Mourners in Newtown, Conn., headed for the first two of 20 funerals of schoolchildren massacred in their classroom as the rest of the nation anxiously sent children back to school Monday with tightened security.

Within hours of the school day starting, lockdowns were declared in nearby Connecticut and New York towns. In New Jersey, one high school’s morning announcements included an added warning not to let strangers into the building.

Newtown’s schools remained closed yesterday, the first academic day since the 20-year-old gunman claimed 28 lives, including his mother’s and his own.

Tiny caskets marked the first wave of funerals for the 20 children and six adults killed in the shooting rampage at Sandy Hook Elementary School on Friday. Noah Pozner and Jack Pinto, both 6 years old, will be laid to rest on Monday afternoon.

Their funerals come a day after President Barack Obama visited Newtown to comfort the families. Obama’s remarks were heralded on Monday morning by relatives of teacher Victoria Soto, 27, who was killed as she tried to protect her first-grade students.

“He really made us feel like she really was a hero and that everyone should know it,” her brother, Carlos Soto, told “CBS This Morning.”

All the dead children were 6 or 7 years old. The school principal of Sandy Hook Elementary, the school psychologist and four teachers were also gunned down.

Noah was the youngest victim of rampage, and his twin sister, Arielle, escaped unhurt. The family’s rabbi has said he encouraged Noah’s mother to focus on her other four children amid the grief.

Jack was a wrestler who loved sports. The New York Giants receiver Victor Cruz played Sunday’s football game with the boy’s name written all over his cleats and gloves.

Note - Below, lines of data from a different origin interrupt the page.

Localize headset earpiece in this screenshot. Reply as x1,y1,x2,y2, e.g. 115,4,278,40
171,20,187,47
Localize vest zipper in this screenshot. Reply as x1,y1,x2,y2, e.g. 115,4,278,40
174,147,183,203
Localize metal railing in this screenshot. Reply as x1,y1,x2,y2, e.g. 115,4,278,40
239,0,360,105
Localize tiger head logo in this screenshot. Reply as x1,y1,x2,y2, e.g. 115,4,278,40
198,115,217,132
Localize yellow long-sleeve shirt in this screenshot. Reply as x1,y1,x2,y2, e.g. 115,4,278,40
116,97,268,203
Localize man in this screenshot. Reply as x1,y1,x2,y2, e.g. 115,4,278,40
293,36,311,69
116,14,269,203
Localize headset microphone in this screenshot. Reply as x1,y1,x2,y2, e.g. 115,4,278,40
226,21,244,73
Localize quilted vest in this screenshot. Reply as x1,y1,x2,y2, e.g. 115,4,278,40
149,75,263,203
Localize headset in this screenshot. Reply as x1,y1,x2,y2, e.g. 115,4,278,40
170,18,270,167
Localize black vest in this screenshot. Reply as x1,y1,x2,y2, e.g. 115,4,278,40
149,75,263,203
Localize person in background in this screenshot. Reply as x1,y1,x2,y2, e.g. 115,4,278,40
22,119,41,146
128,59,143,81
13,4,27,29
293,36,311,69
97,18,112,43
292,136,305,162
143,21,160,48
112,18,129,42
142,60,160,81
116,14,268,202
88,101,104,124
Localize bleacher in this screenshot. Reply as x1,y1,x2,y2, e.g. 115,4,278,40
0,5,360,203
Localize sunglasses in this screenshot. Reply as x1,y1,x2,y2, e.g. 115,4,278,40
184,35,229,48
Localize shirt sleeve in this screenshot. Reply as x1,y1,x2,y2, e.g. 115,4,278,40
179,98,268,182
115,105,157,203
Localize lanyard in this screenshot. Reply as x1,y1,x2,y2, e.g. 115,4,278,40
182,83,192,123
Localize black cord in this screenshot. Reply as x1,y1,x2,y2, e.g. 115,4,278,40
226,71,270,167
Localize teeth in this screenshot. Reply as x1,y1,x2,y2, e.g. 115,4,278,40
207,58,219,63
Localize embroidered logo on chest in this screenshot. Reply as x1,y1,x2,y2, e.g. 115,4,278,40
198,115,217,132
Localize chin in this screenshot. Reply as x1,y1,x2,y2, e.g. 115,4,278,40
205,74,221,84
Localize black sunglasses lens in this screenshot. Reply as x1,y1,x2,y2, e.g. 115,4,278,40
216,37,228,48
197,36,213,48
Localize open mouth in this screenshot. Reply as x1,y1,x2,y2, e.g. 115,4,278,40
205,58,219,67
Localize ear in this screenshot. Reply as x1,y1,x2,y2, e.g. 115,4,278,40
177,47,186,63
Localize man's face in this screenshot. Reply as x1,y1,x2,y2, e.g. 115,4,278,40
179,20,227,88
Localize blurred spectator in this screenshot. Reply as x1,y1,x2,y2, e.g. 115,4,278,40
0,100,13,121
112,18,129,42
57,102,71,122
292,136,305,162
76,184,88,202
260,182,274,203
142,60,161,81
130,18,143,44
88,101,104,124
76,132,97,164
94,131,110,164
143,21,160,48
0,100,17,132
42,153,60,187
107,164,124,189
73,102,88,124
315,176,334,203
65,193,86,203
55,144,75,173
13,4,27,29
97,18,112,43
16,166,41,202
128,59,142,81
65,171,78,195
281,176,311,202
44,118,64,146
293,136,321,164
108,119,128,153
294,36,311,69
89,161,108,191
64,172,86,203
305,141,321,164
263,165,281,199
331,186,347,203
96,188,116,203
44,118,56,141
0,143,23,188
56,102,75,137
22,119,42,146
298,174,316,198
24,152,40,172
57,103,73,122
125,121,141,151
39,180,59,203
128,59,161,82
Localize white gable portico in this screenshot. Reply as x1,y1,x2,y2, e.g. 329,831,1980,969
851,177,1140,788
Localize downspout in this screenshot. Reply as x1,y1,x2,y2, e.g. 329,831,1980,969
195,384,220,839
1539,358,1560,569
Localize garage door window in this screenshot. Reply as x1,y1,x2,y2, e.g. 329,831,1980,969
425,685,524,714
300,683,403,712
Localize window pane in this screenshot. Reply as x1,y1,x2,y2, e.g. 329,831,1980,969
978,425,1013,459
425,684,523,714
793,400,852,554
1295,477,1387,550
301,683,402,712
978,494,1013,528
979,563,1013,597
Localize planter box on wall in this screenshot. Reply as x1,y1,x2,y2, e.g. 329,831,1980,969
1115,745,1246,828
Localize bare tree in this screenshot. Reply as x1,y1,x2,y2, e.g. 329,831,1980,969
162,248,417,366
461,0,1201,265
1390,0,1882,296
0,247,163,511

School scares force some into lockdown mode

Cautious educators and police locked down schools at the first hint of trouble yesterday as nervous parents sent their kids back to school for the first time since the massacre at Sandy Hook Elementary School in Newtown, Conn.

Educators fearful of “copycats” or troublemakers who might phone in empty threats grappled with how to respond and whether to discuss Friday’s shootings with children.

Safety was balanced against concerns over frightening children unnecessarily. Politicians debated whether to fortify schools with armed guards.

At least three school districts near Newtown went into lockdown yesterday after a citizen reported a “suspicious person” at a train station near an elementary school in Ridgefield, about 20 miles from Sandy Hook Elementary School.

The lockdown was lifted about two hours later.



Still closed


   

Schools remained closed in Newtown as faculty members met to decide when they would open again. To keep children occupied on a drizzling Monday, youth sports groups set up an indoor field day with arts and crafts, athletics and board games.